Whether you’re starting a new company today, plan to launch one tomorrow or have been in business for years, there’s one undeniable fact on which virtually all business leaders agree: no man or woman is an island. Just as important as a strong skill set, financing, effective marketing, and hiring in the smartest way possible is the need for cultivating business relationships.
It’s easy in this age of social media to build virtual networks and online relationships, but in many cases it’s the people you know face-to-face who will play a larger and more important role in your company’s success.
“Your most important asset is your network – not your virtual network, your real one,” says Steve Tobak, author of Real Leaders Don’t Follow. “Every successful executive and entrepreneur will tell you, their most important asset is their network, and they don’t mean social network. They mean people they actually know and work with in real time because they’re the ones that actually get things done. One real relationship in the real world is worth more than 10,000 social media links, likes or followers.”
Sumit Mahajan, CEO of home furnishings company Mahajan Home, agrees. “We believe that relationships are essential in building and producing any product or solution,” he writes. Over the past 15 years we have developed a comprehensive network of local and global partners which is built on some fundamental values; alignment, collaboration and integrity…”

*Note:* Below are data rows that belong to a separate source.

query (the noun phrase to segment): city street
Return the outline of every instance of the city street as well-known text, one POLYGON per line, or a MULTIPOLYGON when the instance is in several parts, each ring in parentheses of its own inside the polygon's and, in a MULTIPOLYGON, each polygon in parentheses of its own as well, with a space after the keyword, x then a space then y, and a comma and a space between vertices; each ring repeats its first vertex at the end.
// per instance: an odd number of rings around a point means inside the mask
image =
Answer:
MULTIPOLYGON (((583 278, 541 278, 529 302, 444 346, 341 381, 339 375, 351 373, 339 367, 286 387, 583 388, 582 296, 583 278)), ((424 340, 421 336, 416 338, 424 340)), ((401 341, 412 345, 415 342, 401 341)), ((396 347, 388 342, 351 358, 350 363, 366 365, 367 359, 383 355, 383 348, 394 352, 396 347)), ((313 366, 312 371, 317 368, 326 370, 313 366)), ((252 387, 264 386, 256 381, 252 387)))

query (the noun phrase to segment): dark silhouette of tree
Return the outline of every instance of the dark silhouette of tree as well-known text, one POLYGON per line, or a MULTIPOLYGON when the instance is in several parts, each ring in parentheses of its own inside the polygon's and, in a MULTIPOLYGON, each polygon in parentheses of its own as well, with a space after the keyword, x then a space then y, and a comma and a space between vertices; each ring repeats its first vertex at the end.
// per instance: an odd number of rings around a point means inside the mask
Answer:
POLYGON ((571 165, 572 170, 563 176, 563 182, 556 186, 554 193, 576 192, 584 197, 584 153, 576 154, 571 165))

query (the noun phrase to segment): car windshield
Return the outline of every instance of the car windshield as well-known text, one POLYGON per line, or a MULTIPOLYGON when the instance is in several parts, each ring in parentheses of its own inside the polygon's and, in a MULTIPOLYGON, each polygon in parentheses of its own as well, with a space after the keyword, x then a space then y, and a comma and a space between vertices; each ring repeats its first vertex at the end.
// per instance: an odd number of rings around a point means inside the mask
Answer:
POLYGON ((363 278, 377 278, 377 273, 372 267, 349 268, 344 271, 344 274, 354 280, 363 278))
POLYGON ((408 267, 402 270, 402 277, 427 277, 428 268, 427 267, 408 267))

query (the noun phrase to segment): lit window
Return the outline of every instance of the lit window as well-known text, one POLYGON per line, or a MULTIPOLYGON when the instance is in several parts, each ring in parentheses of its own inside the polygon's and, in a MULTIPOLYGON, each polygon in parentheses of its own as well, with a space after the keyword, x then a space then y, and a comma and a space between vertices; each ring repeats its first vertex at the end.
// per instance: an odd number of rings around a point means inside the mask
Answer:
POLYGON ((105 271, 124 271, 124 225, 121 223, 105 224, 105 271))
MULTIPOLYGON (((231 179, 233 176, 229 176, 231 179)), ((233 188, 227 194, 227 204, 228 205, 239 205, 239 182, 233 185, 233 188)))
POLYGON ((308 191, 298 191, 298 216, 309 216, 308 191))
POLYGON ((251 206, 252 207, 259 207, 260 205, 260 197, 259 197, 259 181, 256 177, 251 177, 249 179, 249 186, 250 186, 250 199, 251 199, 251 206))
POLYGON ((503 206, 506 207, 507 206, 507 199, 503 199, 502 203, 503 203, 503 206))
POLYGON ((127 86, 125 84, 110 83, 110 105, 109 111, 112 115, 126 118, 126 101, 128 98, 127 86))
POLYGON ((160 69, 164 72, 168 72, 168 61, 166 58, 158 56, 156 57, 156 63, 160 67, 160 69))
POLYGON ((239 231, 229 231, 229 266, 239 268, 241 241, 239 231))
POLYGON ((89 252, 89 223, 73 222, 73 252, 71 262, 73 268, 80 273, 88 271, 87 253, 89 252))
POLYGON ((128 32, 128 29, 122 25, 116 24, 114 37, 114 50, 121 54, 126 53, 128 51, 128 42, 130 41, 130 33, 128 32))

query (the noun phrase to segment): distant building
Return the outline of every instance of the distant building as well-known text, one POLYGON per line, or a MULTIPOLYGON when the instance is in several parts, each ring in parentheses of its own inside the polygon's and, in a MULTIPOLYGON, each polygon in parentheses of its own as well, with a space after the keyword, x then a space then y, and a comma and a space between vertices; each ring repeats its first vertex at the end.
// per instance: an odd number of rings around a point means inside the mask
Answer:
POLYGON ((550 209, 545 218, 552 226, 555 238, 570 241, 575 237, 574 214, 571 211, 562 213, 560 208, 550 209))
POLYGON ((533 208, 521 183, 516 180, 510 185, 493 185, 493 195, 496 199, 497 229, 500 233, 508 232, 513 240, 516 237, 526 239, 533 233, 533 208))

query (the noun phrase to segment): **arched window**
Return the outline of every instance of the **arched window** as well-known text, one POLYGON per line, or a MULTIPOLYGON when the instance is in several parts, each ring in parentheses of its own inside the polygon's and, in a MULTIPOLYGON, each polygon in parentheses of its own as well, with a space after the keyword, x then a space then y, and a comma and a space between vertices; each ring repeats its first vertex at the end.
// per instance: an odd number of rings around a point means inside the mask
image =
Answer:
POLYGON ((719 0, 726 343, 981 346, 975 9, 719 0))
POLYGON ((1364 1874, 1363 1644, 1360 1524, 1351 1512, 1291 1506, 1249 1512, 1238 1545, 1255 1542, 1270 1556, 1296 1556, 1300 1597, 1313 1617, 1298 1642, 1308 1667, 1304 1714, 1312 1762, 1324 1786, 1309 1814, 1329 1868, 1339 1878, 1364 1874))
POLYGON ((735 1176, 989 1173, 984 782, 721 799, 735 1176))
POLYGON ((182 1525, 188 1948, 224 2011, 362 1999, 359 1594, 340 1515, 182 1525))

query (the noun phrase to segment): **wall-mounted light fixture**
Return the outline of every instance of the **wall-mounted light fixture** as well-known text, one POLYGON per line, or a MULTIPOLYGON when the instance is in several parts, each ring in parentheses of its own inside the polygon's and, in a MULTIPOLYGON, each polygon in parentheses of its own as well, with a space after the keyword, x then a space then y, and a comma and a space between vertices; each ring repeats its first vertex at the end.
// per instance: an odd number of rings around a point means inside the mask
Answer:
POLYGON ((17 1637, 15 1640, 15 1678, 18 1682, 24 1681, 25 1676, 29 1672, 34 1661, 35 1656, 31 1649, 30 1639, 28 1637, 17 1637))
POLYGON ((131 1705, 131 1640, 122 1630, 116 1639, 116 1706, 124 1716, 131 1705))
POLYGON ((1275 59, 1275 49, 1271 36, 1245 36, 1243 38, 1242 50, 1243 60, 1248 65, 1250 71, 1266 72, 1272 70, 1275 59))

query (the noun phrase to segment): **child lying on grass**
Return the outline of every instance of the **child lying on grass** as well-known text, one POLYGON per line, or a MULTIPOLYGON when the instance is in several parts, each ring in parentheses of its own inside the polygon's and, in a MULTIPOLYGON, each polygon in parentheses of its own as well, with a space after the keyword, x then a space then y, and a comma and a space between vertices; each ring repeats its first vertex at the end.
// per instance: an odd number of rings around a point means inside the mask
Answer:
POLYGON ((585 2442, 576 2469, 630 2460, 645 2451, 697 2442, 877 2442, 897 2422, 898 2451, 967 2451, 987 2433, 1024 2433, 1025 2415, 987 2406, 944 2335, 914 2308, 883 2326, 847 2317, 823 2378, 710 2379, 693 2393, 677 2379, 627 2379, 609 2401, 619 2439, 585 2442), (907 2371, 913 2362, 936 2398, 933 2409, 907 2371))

Many successful companies have been conceived through synergistic and mutually beneficial relationships. Often, referrals come from those relationships as well. So it’s no secret that a good opportunity can come from anywhere or anyone.
Corporate law attorney Emily Brackstone, a shareholder in the Memphis office of Baker Donelson and vice chair of the firm’s emerging companies team, says, “Individuals naturally will want to expand the business they do with people they enjoy working with and, in many cases, may even create other business opportunities for those they enjoy working with, There is no better source of business than referrals from satisfied customers.”
Executive Bobby Genovese says that entrepreneurs would be well-advised to cultivate positive relationships at every opportunity. He considers himself very much a people person, something that served him well when he was starting out.
“During my younger days,’ Genovese, “I worked in a bar in Toronto. It was at that time when I realized how different people are, and I quickly learned the art of persuasiveness so I could relate to people at all levels. I was then able to take that gift and expand it to learn what the general public wants, and what I believed I could bring to the public.”
Genovese recalls the time in his 20’s when he took a chance and invited the head of every brokerage firm in Vancouver to a dinner he was hosting. By mentioning the guests names to each other when he was inviting them, he was able to bring together several of the most powerful leaders in the region.
“The dinner went very well, and by the end of it, they all knew my name,” he says. “It was because of that dinner that I became involved in a company called Continental Gold, which did very well in a short period of time.”
As an entrepreneur, it’s important to continually build your network and nurture your relationships. You never know where it might lead. Many CEOs are active in industry groups, participate in networking opportunities, play golf with business contacts, and more. Not only will meeting and getting to know more people enrich your life, but it’s also likely that you may discover a new partner or collaborator.